Il ne précisa pas que si lui-même gardait les yeux ouverts trop longtemps, il finirait par ne plus rien y voir, et que Kirissa devrait l’abandonner.

La fille le dévisagea longuement avant de demander :

— Pourquoi faites-vous ça ? Vous étiez censé me torturer.

Cullossax ouvrit la bouche pour répondre, mais ne trouva rien à dire. Il ne nourrissait aucun rêve. Ce n’était pas comme s’il avait secrètement souhaité de s’échapper toute sa vie durant. Et ça n’avait rien à voir avec Kirissa. Elle n’était pas assez âgée pour qu’il s’accouple avec elle. Il ne la désirait pas. S’il avait dû le faire, il aurait encore très bien pu l’étrangler. Pourtant, il l’admirait de s’être rebellée contre sa propre exécution.

« Un jour viendra où les petites gens de ce monde devront se dresser contre les grands », avait dit son Roi de la Terre. En attaquant Cullossax, Kirissa avait accompli sa prophétie.
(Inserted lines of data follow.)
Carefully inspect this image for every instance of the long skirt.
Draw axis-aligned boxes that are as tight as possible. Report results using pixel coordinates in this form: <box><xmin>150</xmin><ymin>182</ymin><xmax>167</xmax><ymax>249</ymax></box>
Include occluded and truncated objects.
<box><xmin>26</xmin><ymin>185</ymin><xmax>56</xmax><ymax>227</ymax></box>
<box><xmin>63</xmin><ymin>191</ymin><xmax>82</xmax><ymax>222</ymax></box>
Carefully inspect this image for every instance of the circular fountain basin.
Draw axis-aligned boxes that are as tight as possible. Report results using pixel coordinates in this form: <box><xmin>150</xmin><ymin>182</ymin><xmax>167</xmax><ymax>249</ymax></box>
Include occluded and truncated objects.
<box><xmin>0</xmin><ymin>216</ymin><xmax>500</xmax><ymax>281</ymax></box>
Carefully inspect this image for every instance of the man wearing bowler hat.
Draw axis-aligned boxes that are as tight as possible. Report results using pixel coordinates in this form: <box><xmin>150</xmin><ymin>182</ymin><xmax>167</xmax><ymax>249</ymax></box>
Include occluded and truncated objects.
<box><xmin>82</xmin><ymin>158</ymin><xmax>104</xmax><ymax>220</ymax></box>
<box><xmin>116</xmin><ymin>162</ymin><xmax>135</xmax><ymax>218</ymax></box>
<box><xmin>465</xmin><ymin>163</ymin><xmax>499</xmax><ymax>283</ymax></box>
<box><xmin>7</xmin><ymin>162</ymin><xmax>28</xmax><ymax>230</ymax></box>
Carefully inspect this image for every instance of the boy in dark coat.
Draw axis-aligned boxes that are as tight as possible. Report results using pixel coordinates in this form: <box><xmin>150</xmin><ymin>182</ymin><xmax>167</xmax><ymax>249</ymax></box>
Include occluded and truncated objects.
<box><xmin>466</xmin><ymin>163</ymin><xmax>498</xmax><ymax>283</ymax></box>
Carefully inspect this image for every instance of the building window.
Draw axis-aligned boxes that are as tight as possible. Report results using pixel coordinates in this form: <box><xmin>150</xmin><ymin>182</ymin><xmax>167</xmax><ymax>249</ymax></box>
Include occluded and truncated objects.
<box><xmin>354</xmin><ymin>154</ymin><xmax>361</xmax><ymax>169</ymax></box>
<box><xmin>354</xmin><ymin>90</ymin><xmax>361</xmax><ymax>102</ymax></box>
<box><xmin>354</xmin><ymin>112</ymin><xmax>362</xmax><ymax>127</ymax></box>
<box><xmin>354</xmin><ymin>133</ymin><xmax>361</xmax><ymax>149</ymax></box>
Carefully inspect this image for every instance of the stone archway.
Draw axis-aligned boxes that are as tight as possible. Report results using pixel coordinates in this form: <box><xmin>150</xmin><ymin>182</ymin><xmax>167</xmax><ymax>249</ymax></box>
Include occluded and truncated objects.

Cullossax se demanda s’il l’avait épargnée par simple curiosité. Ou parce qu’il avait passé toute sa vie à l’intérieur du labyrinthe et que, sans s’en rendre compte, il brûlait de découvrir à quoi ressemblait l’extérieur.

Le monde était un endroit cruel, et son instinct lui avait toujours dit qu’il devait se montrer cruel lui aussi pour survivre. Mais une fois, il avait entendu un seigneur affirmer que cet instinct était cultivé chez les wyrmlings – que pour un homme, les chances de se reproduire étaient liées à son rang, lequel augmentait en fonction de sa capacité à se montrer cruel.

Si c’était vrai, avait songé Cullossax ce jour-là, ne serait-il pas possible de créer un monde différent, plus doux et plus généreux ?

Sur le coup, il n’avait pas réussi à imaginer un tel monde. Mais Kirissa affirmait qu’il en existait un. Du coup, Cullossax était intrigué. Cela dit, il n’avait jamais été très curieux. Ce n’était donc pas une explication suffisante pour son exceptionnelle clémence.

Non, songea Cullossax, tâtonnant en lui-même. Quelque chose s’était brisé en lui, quelque chose de plus vital qu’un os : son âme. Il n’en pouvait plus de son existence dans le labyrinthe. Elle lui était devenue pareille à une mort éveillée. Depuis longtemps, il n’attendait plus que le jour où il cesserait de respirer.

Au bout d’un long moment, il répondit :

— Je t’ai épargnée et j’ai décidé de venir avec toi parce que j’étais las de vivre. Je pensais que dans un autre monde, mon existence serait peut-être meilleure.

— Vous ne pouvez pas être las de vivre, contra Kirissa en levant une main pour caresser le visage de Cullossax – un geste que celui-ci trouva étrange et énervant, comme si un insecte rampait sur sa peau. Chez les wyrmlings, personne n’est réellement vivant.